That They Should Wear Our Colors There…

The following is a post from Chris Lehman that I wanted to save for review.

“Alas, that they should wear our colors there…” — Sunday Morning, Wallace Stevens

I’m angry.

I’m angry that business assumes we serve them.

I don’t. My kids don’t.

My state is re-examining graduation standards. So who are they talking to?

Business. Not exclusively, but in large numbers.

Business is telling the state what they need for their workforce.

My job as a principal is not to prepare kids to be a workforce. My calling is higher than that.

I prepare students to become active, engaged citizens. I prepare kids to be scholars, activists, parents, people. And when I do that, we’ll get the workforce we need, too.

Citizenry is the higher calling. Workforce development is secondary.

And let me go ahead and make the really radical statement, since I’m angry. Focusing on workforce development as the goal in our public schools is downright feudal. The ruling class in this country isn’t talking about that. They aren’t even sending their kids to our schools. When someone tells Dalton or Andover or Exeter that their goal is workforce development, then they can tell us that it’s ours.

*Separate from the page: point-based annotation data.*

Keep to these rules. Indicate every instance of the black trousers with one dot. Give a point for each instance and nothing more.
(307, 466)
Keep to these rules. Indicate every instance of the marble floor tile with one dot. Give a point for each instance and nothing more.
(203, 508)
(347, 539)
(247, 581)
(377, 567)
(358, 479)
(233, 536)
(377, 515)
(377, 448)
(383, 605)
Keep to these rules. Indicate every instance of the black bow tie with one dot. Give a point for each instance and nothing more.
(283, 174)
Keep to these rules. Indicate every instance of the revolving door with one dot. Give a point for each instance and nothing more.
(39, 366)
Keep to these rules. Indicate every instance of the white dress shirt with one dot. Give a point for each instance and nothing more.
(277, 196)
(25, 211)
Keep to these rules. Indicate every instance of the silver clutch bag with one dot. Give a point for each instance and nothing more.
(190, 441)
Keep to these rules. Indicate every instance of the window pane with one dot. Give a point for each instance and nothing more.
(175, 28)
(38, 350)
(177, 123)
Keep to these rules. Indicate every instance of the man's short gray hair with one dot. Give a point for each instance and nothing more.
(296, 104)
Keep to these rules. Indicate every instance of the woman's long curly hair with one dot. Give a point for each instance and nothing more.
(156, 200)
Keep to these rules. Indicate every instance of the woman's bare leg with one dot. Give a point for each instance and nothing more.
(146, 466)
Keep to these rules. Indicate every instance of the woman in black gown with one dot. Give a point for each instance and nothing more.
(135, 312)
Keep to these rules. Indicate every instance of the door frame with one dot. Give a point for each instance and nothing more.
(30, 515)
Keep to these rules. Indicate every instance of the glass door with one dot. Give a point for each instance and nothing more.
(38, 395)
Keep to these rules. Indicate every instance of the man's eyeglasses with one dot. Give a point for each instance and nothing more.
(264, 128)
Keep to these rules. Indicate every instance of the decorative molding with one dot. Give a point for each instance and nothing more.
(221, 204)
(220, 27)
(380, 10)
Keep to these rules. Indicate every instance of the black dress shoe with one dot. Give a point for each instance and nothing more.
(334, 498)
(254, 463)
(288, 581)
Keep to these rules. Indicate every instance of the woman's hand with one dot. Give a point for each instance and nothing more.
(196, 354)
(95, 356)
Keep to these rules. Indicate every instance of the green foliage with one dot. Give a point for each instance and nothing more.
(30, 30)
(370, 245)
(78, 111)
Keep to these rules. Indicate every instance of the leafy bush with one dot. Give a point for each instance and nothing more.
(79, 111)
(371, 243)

My kids… all our kids… should think that their job is to make the world a better place because they lived in it.

That’s the goal of an active and involved citizenry. That’s the goal for our schools. Focusing on workforce development as the highest goal is reductive.

Our democratic ideals should not serve our capitalist system. Our public schools are the ultimate expression of our democratic ideals. Let’s never, ever forget that, and let’s build a system that remembers and celebrates that.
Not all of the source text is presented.